On the whole, in what I consider to be a baffling divergence from best tenets of the ideology, most libertarians I have met support devolution and the right to secede. This fetish for the local mistakes group sovereignty for individual liberty, and can most clearly be seen as an influence on libertarian thinking in the United States, where Ron Paul and others cite states’ rights and independence as their cure to the ‘imperialism of central government’.
I disagree completely with this approach. Local government has to possess coercive powers to force those subject to it to obey its edicts, and in my view no libertarian system of government actually leaves room for local government on any level.
Why should it? A libertarian government is at its core a legal framework for the defence of right and property. It is my belief that libertarians should aspire for all people to possess equal negative liberty, and equal levels of liberty can only be ensured by a centralised libertarian administration. The justification for local government is that it allows government to be different to suit local wishes – but under a libertarian system people do not have the right to coerce their neighbours, whose freedoms are protected, and the only outcome possible is differing levels of freedom across different areas.
Given that the proper defence of freedom and property is undertaken by the central, minarchist libertarian state, there remains no area in which a libertarian local government could properly legislate. Any action undertaken by a local government could only impinge upon liberty more than is necessary, and is thus an un-libertarian action.

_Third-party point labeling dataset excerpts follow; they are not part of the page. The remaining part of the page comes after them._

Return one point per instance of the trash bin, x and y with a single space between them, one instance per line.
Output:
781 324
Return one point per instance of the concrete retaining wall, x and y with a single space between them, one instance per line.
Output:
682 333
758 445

The waters are muddied further by the problem of demarcating the areas and groups granted such autonomy. For example, if Wales voted to secede from the United Kingdom, why should inhabitants of Wales who voted against that policy be forced out of the UK? The legitimacy of ‘Wales’ as an entity might not be something they subscribe to, and no libertarian state should allow people to lay claim to others against their individual will on the basis of group identity.
It might seem counter-intuitive, but libertarians should be centralisers. Both nationalists and localists are enemies of universal liberty, which must surely be our ideal. A patchwork of petty tyrannies informed by local ballot is not libertarian in the slightest.